Tom Waits – Whistlin’ Past the Graveyard

Tom Waits is without peer as a songwriter of the unnerving. This one’s so good Screamin’ Jay Hawkins (he of 'I Put a Spell On You' fame) covered it.
Ariel Pink’s Haunted Graffiti – Fright Night

Two in one right there in the titles! Add fuzzy, distant vocals, lyrics of Ouija boards and a mysterious person who will “Knock knock on the door three times” and it’s enough to really give you the heebie-jeebies.
Kid Cudi – No One Believes Me

Rockwell’s ‘Somebody’s Watching Me’ is undoubtedly a great paranoid song, but it too has been done to death (which you would think is a good thing around this time of year).

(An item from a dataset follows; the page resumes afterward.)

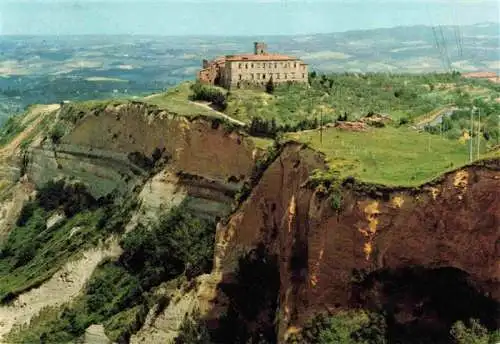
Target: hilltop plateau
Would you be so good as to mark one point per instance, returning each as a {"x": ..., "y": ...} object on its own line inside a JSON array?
[{"x": 358, "y": 209}]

Instead, try on Kid Cudi’s ‘No One Believes Me’, which is effectively an update: the gist is the same, the slow guitars are unsettling, the video’s a hoot, and it’s as fresh as newly slaughtered carcass. Hip hop has a rich history of cartoon violence, peaking with the Horrorcore movement of the 90’s. Although the music of Insane Clown Posse and Kung Fu Vampire couldn’t ever qualify as party songs, Gravediggaz’s ‘Constant Elevationis worth a listen.
Nick Cave and the Bad Seeds – Red Right Hand

There are scarier film soundtracks, but play the chilling ‘Suspiriaby Goblin at a party and you’re bound to clear the room within seconds. ‘Red Right Hand’, which was used in the Scream franchise, mixes theatricality and suspense with a rock vibe, all pinned together by Cave’s ominous croon.
Dead Man’s Bones – My Body’s a Zombie for You

Ryan Gosling’s band! It’s true! The entire self-titled album really is brilliant, but for sheer drama – a children’s choir singing “My body’s a Zombie for You” is wrong on so many levels – this one couldn’t be ignored.
What will you be playing at your Hallowe’en party?